Interview Time - Roger Harvey

Interview with Roger Harvey, author of Poet on the Road.

I was lucky enough to meet Roger Harvey and I picked his brains on everything from the best way to beat writers’ block, to his life changing experiences when he took his poetry to America. Check out the interview before you read the first chapter of Poet on the Road

Sitting in Café Nero with Roger Harvey, it’s quite hard to imagine the life of this internationally renowned poet and novelist. From children’s stories to radio, Roger’s 40 year career as a professional writer has seen him work in almost every aspect of the media.

Tell me a little about your ties to the North East and how your extraordinary career began.

I was born and raised here and studied law and teaching in Newcastle. However I went into both professions knowing that I didn’t want to make a life out of either. Eventually I asked myself, what can I be good at? What else can I do with teaching English?

So you branched out into other areas?

Yes, I started working as a junior, junior, junior advertising copywriter for Metro Radio. While I was there I also wrote pieces for local newspapers and worked on my first two novels. I was criticised for not trying to make myself rich by specialising in one thing, but working in these various jobs taught me how to add an extra edge to my work and make it digestible for the reader, in much the same way that advertisements are meant to be.

And that eventually paid off with works such as the much loved children’s story, Percy the Fish?

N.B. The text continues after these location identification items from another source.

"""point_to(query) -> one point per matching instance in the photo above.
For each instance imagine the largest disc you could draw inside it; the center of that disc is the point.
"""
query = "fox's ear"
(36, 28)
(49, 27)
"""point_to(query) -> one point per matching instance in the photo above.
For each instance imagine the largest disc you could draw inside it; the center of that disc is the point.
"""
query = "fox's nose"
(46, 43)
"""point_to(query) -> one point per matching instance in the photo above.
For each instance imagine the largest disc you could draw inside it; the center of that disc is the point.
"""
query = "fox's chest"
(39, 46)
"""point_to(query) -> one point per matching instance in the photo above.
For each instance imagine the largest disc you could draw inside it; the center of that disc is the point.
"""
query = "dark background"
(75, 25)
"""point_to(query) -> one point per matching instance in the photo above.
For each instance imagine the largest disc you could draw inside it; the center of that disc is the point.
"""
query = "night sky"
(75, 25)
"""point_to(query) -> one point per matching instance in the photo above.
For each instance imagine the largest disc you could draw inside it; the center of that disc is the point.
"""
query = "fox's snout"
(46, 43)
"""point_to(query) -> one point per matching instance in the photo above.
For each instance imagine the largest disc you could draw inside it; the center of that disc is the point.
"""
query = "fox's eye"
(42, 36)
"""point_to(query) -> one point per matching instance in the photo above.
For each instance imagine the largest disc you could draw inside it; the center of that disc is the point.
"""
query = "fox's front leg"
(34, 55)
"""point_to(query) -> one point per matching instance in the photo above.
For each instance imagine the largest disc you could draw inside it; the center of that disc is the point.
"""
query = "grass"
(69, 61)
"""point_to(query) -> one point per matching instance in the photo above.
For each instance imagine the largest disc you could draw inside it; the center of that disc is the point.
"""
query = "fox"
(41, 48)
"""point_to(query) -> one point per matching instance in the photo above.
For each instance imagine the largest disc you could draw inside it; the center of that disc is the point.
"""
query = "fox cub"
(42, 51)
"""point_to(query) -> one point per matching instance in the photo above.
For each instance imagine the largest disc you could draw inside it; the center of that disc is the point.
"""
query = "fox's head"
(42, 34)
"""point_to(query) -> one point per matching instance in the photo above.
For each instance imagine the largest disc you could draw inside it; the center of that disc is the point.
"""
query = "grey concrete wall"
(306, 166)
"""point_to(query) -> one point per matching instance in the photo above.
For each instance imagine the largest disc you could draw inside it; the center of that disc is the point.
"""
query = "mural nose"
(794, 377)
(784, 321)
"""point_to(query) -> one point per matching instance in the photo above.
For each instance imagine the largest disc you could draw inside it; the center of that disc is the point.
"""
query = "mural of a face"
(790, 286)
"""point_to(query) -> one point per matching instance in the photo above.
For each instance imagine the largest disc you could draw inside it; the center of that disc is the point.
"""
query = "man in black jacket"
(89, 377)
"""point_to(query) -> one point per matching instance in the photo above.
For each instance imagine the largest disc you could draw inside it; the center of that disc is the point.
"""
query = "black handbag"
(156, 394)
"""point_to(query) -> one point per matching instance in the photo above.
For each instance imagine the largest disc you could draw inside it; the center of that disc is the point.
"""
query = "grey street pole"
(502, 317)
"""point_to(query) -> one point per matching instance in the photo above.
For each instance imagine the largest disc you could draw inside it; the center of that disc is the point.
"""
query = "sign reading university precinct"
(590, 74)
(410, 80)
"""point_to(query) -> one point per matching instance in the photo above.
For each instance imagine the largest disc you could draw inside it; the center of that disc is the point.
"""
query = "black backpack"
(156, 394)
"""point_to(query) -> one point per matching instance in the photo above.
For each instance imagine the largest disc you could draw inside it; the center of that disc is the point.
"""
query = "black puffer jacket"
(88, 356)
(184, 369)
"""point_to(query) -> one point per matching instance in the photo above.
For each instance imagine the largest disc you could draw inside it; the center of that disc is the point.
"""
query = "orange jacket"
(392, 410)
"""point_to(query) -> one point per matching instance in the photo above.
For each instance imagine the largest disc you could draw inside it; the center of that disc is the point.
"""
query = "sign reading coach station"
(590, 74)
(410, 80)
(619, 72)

That was my first big break. It was actually an audio book made popular with the fabulous radio voice of Tyne Tees announcer, Jane Jermyn. Also while I was doing that I was working on getting the Silver Spitfire published, a harrowing and romantic true life war tale, told to me by my parents.

The book that we’re featuring in our newsletter this month is Poet on the Road, a novelised version of your poetry tour across America eight years ago. Tell me a little about how that tour came about.

It all started with a reading I did at the Northumbria University, where I met “two fat ladies having two whales of a time.” These ladies were actually English professors in Las Vegas and they put the idea in my head that I should do a poetry tour of the states. They acted as my principle hosts on the tour and helped me get a couple of big bookings, including Disneyland. The rest was down to the success of my first few readings.

And of the 48 stops on the tour, which was the one that you would say, affected you the most?

It would have to be the first reading in New York. It went so badly that I thought I’d died, in the same way a bad club comedian dies in front of his audience. But the decision to carry on and do better was one that paid off. The eight original bookings turned into 48 and I made the most out of being there. It was glamorous in the end and I played up to it. I mean after all, I was the man in the tweed suit with the James Bond accent!

So after this incredible experience, including everything from target practice with a Colt 45 in the Nevada Dessert to refining the cure for writer’s block, what do you plan to do next?

Hopefully it will be a project called Poet Over the Wall, a book based on my experiences in Germany when the wall came down. Compared with the wild and wacky American trip, this was super efficient and filled with glamorous housewives and heavy weight beer drinkers.